Some people may find it more convenient to get monthly injections rather than take pills every day.
You can speak with your doctor to learn more about long-acting treatment and prevention options for HIV.
People with HIV must receive treatment to reach and maintain a suppressed or undetectable viral load. Even when the virus is undetectable and untransmissible, small amounts of it remain hidden in the body and may increase to detectable levels if someone stops treatment.
There’s currently no lasting cure for HIV, but scientists are hopeful that a cure may become available in the future.
Researchers are continuing to develop and test new treatments for HIV, including:
- new antiretroviral medications
- stem cell transplants for HIV
- vaccines for HIV
It’s possible that some of these treatments may improve survival or quality of life for people with HIV. Some of them may even provide a permanent cure for HIV. However, more research is needed.
Scientists must study potential treatments in clinical trials to learn how safe and effective they are.

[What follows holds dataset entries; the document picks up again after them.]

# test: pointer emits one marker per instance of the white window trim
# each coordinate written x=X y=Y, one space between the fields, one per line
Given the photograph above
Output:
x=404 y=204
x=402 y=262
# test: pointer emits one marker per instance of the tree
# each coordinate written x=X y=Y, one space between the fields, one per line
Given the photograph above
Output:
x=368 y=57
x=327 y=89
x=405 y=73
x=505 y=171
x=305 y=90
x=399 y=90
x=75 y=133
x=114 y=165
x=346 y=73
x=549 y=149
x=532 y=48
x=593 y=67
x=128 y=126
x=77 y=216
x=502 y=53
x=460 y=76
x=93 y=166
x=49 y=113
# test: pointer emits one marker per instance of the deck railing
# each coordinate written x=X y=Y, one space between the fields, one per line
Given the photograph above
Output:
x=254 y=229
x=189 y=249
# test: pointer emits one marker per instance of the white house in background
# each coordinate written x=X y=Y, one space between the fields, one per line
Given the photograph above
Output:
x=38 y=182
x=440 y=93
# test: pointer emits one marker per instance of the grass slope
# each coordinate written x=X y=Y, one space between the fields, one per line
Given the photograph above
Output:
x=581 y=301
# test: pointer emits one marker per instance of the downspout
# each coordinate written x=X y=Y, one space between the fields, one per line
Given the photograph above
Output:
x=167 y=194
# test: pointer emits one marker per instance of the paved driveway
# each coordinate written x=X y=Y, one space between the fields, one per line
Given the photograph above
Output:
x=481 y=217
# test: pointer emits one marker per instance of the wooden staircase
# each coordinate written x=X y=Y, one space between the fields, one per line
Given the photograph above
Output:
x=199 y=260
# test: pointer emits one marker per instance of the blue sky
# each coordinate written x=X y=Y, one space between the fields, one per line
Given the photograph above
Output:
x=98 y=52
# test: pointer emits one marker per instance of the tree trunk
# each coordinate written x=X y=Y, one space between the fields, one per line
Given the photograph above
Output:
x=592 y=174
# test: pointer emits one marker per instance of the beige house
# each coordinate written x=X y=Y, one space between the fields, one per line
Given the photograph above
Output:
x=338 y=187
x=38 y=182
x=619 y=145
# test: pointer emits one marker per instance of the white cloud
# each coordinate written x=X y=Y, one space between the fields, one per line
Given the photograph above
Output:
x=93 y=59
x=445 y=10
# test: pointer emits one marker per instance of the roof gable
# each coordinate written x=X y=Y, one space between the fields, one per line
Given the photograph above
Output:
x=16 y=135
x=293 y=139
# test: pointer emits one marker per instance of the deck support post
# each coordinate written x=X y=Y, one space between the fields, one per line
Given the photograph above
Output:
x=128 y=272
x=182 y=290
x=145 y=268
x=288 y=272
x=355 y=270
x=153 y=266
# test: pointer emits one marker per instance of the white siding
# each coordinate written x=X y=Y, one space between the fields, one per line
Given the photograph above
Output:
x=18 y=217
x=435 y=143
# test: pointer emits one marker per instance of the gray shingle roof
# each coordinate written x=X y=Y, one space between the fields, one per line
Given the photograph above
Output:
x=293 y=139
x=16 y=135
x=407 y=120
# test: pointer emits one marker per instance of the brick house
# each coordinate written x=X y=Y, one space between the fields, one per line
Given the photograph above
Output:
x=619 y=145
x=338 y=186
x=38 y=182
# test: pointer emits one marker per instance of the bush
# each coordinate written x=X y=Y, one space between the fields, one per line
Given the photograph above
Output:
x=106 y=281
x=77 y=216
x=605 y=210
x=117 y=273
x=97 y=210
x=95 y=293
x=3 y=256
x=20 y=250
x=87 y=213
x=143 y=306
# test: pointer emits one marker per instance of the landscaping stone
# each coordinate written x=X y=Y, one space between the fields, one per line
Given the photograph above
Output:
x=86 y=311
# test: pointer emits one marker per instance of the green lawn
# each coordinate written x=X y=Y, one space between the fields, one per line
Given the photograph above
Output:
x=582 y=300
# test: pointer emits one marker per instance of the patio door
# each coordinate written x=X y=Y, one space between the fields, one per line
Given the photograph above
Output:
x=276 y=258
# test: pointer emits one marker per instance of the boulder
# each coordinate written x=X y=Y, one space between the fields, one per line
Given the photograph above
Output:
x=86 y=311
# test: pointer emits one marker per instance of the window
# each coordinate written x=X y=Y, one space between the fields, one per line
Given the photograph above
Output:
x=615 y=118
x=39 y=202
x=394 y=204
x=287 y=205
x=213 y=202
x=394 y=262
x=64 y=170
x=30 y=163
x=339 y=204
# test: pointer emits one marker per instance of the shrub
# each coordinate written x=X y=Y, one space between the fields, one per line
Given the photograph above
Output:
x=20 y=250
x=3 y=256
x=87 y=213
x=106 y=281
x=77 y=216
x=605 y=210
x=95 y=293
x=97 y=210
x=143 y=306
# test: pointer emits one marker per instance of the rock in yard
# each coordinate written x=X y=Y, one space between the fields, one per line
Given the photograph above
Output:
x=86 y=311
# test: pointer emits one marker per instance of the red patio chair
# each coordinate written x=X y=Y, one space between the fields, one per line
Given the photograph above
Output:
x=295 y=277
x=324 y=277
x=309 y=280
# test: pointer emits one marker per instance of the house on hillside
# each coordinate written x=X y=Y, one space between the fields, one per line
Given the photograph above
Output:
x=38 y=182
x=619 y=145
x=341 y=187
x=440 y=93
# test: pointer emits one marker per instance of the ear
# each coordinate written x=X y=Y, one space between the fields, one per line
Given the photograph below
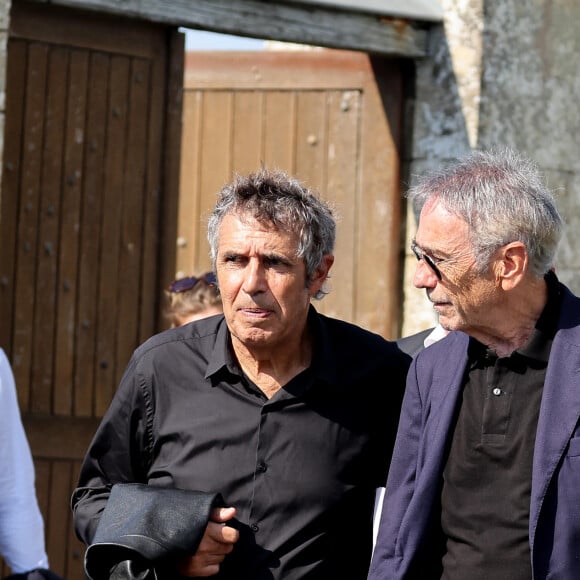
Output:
x=321 y=274
x=512 y=265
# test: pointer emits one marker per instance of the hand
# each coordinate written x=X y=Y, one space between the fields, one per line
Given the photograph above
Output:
x=217 y=542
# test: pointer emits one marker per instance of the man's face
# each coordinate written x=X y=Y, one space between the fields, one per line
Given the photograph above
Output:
x=462 y=297
x=262 y=283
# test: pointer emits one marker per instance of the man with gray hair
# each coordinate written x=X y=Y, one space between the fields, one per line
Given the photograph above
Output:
x=485 y=477
x=288 y=414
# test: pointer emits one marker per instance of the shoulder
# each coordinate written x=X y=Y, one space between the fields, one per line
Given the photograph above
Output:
x=353 y=350
x=414 y=343
x=176 y=344
x=349 y=335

You can learn more about clinical trials for HIV by visiting clinicaltrials.gov.
Recent advancements in treatment are helping people with HIV live longer and healthier lives than ever before.

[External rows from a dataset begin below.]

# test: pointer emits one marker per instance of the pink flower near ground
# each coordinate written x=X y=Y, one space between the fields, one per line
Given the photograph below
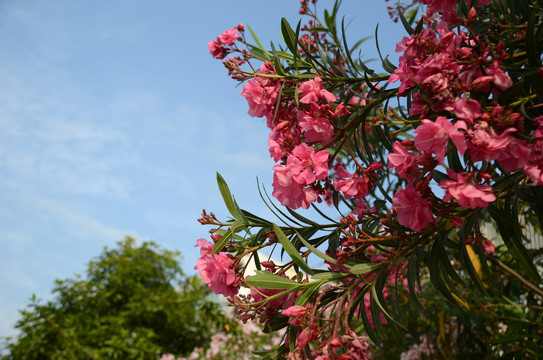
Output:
x=467 y=109
x=216 y=270
x=402 y=160
x=261 y=95
x=317 y=129
x=296 y=312
x=414 y=211
x=466 y=192
x=216 y=49
x=350 y=185
x=534 y=173
x=314 y=91
x=306 y=165
x=229 y=37
x=433 y=136
x=289 y=192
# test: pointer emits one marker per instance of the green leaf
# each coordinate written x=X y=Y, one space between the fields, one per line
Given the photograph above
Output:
x=465 y=259
x=312 y=289
x=267 y=280
x=227 y=197
x=329 y=275
x=511 y=234
x=406 y=25
x=256 y=38
x=360 y=269
x=291 y=250
x=381 y=306
x=221 y=243
x=289 y=37
x=316 y=251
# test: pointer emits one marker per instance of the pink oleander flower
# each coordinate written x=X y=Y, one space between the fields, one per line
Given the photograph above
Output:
x=216 y=49
x=229 y=37
x=433 y=136
x=307 y=335
x=466 y=192
x=447 y=9
x=296 y=312
x=488 y=247
x=467 y=109
x=289 y=192
x=261 y=93
x=534 y=173
x=484 y=144
x=499 y=77
x=351 y=185
x=216 y=270
x=402 y=161
x=282 y=141
x=306 y=165
x=414 y=211
x=515 y=156
x=317 y=129
x=361 y=208
x=314 y=91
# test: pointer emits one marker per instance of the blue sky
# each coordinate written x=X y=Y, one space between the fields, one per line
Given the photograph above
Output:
x=114 y=119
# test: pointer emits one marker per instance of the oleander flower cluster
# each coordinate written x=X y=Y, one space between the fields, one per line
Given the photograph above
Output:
x=414 y=160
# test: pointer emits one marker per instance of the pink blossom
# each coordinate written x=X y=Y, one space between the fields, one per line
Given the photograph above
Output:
x=289 y=192
x=296 y=312
x=466 y=192
x=229 y=37
x=306 y=165
x=261 y=94
x=307 y=335
x=433 y=136
x=515 y=156
x=414 y=211
x=499 y=77
x=216 y=49
x=361 y=209
x=488 y=247
x=534 y=173
x=402 y=161
x=314 y=91
x=216 y=270
x=318 y=129
x=484 y=144
x=467 y=109
x=351 y=185
x=445 y=7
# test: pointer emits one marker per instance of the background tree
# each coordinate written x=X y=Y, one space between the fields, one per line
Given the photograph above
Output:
x=134 y=303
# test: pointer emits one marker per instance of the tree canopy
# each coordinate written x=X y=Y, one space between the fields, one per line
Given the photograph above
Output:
x=133 y=303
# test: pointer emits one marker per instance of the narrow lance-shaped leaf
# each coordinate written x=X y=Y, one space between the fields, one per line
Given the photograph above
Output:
x=227 y=196
x=291 y=250
x=266 y=280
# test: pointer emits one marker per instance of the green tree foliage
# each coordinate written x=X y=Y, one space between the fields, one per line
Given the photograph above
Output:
x=133 y=304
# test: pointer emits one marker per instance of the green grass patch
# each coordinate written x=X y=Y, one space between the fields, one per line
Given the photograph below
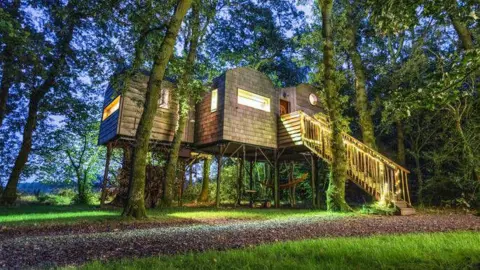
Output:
x=37 y=214
x=455 y=250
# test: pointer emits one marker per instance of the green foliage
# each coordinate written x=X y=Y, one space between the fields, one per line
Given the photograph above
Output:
x=378 y=209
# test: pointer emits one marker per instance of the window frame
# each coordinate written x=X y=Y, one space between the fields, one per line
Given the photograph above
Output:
x=214 y=101
x=111 y=108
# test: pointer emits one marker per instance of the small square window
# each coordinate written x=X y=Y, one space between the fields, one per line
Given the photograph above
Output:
x=253 y=100
x=111 y=108
x=214 y=101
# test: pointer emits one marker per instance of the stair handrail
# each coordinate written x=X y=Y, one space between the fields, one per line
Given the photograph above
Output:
x=397 y=178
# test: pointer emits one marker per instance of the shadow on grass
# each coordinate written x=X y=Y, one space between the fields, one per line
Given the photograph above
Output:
x=35 y=214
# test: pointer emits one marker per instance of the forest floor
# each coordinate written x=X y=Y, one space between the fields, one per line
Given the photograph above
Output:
x=47 y=239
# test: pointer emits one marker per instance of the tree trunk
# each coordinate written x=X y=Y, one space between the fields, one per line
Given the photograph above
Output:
x=418 y=171
x=10 y=194
x=8 y=67
x=136 y=205
x=336 y=189
x=123 y=178
x=203 y=197
x=401 y=154
x=362 y=107
x=183 y=96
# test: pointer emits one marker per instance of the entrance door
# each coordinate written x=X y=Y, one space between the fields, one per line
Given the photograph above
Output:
x=284 y=107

New treatment and prevention approaches are also helping to lower the rate of new HIV infections.
However, the virus continues to affect many people across the United States. It disproportionately affects historically marginalized groups, men who have sex with men, and people living in the Southern United States.
More work remains to be done to improve access to HIV prevention, diagnosis, and treatment services. An estimated 13% of people with HIV do not know they have it.
Talk with your doctor to learn whether and how often you should get tested for HIV.
Your doctor can also help you learn about the latest PrEP or treatment options for HIV.
Researchers are continuing to develop and test new treatments for HIV, including potential cures.